Jakarta, Berita Nusantara 89. Menteri Koordinator Bidang Hukum, HAM, Imigrasi, dan Pemasyarakatan, Yusril Ihza Mahendra, menegaskan bahwa Presiden Prabowo Subianto memberikan perhatian besar terhadap pembahasan RUU Perampasan Aset. RUU tersebut masuk dalam Program Legislasi Nasional (Prolegnas) 2025–2026 sebagai bagian dari agenda reformasi hukum nasional.
Presiden Dukung Penuh RUU Perampasan Aset
Dalam keterangannya, Yusril menyebut Presiden Prabowo berulang kali menekankan urgensi RUU ini agar segera masuk. Menurutnya, pemerintah sudah siap membahas isi RUU secara detail, namun inisiatif resmi pengajuan masih menunggu langkah DPR. Yusril menambahkan, koordinasi dengan Menteri Hukum dan HAM untuk memastikan RUU Perampasan Aset tercatat dalam daftar prioritas legislasi. Kini, kata dia, keputusan berada di tangan DPR untuk menentukan apakah RUU ini melalui usulan legislatif atau eksekutif.

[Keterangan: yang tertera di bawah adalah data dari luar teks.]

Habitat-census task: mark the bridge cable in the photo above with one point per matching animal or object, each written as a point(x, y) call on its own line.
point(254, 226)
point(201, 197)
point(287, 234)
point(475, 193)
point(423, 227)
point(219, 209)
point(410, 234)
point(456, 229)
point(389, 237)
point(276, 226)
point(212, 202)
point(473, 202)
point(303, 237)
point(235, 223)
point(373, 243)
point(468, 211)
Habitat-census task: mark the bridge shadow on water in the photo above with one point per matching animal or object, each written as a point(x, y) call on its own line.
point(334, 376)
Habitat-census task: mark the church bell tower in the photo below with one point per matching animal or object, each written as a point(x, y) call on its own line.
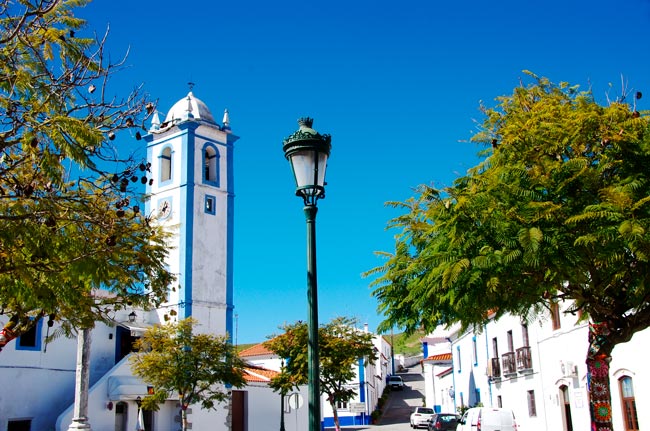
point(192, 195)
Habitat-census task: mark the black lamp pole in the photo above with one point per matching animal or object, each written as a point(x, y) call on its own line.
point(308, 150)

“Pak Presiden pun sudah beberapa kali juga menegaskan supaya DPR segera membahas RUU itu,” kata Yusril
Pentingnya RUU ini terletak pada fungsi strategisnya dalam memperkuat pemberantasan tindak pidana korupsi. Aturan tersebut akan memberikan dasar hukum yang jelas bagi negara untuk menarik aset hasil kejahatan, baik korupsi maupun tindak pidana pencucian uang. Dengan begitu, proses pemulihan kerugian negara bisa berjalan lebih efektif tanpa terkendala oleh perdebatan hukum yang berkepanjangan.
“Dan kemarin juga saya berkoordinasi dengan Pak Supratman Menteri Hukum, sedang membicarakan memasukkan RUU Perampasan Aset itu dalam Prolegnas 2025-2026, dan sedang menunggu keputusan apakah akan diambil inisiatifnya oleh DPR,” ujarnya.

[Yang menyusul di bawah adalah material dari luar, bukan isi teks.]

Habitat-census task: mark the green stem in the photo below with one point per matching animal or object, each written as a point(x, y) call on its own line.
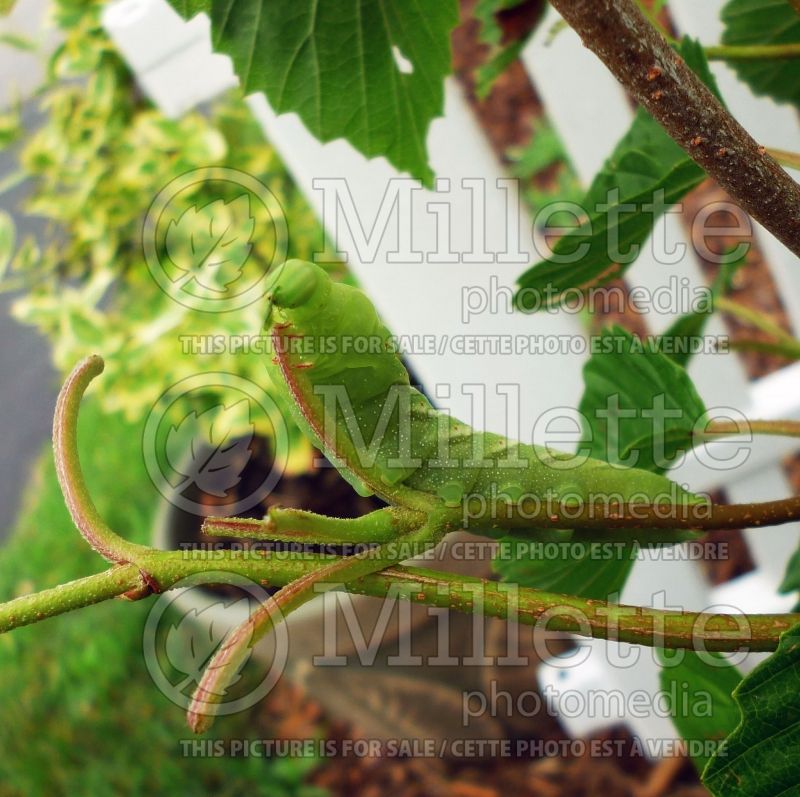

Selain membahas RUU Perampasan Aset, Yusril juga mengungkapkan bahwa pemerintah tengah menyiapkan revisi terhadap RUU Pemilu dan RUU Kepartaian. Revisi ini sebagai tindak lanjut atas putusan Mahkamah Konstitusi serta sebagai bagian dari penyempurnaan sistem politik di Indonesia. Reformasi tersebut dapat membuka peluang politik yang lebih adil sekaligus meningkatkan kualitas demokrasi.
Wacana Sejak Pemerintahan Jokowi
Di sisi lain, DPR juga menunjukkan komitmennya. Wakil Ketua DPR menyatakan pembahasan RUU Perampasan Aset akan menjadi prioritas setelah RUU Kitab Undang-Undang Hukum Acara Pidana (KUHAP) selesai. Hal ini penting agar tidak terjadi tumpang tindih regulasi yang justru bisa menimbulkan kebingungan dalam penerapan hukum di kemudian hari.

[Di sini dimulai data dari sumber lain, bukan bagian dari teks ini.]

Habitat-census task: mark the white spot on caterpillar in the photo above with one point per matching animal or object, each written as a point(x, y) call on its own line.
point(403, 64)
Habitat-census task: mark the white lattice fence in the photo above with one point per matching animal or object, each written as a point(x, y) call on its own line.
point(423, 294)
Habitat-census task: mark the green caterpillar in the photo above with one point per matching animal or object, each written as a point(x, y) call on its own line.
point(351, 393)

Dorongan kuat terhadap RUU ini bukan hanya datang dari pemerintah, melainkan juga dari partai politik di parlemen. Anggota Komisi III DPR, Benny K. Harman dari Fraksi Demokrat, menyampaikan dukungannya atas percepatan pembahasan. Ia mengingatkan bahwa upaya menghadirkan regulasi perampasan aset sudah sejak era Presiden Joko Widodo, namun tidak kunjung rampung. Menurut Benny, jika Presiden ingin serius, jalur Perppu bisa menjadi pilihan cepat yang pasti mendapat dukungan mayoritas DPR.
“Tinggal beliau mau atau tidak? Ya kan? Kalau saya Presiden Prabowo, segera untuk, ya mewujudkan janjinya itu, bukan semata-mata untuk mewujudkan janji kampanyenya, tapi itu memang kebutuhan hukum yang menjadi prioritas bangsa dan negara kita saat ini,”
Dengan kombinasi dorongan dari Presiden, kesiapan pemerintah, serta dukungan sejumlah fraksi DPR, peluang pengesahan RUU Perampasan Aset pada periode Prolegnas 2025–2026 terbuka lebar. Namun demikian, keberhasilan pembahasan tetap bergantung pada komitmen bersama antara eksekutif dan legislatif untuk menjaga konsistensi.
RUU Perampasan Aset menjadi instrumen baru yang dapat memperkuat integritas hukum Indonesia. Jika benar-benar sah, maka regulasi ini akan menjadi tonggak penting dalam memastikan aset hasil tindak pidana tidak lagi kembali ke negara.
Kehadiran RUU ini juga akan menjadi sinyal kuat bagi dunia internasional bahwa Indonesia serius memperkuat sistem hukum dan pemberantasan korupsi. Dukungan publik akan terus mengalir agar tidak berhenti sebagai wacana, melainkan menjadi produk hukum nyata yang bisa segera terlaksana.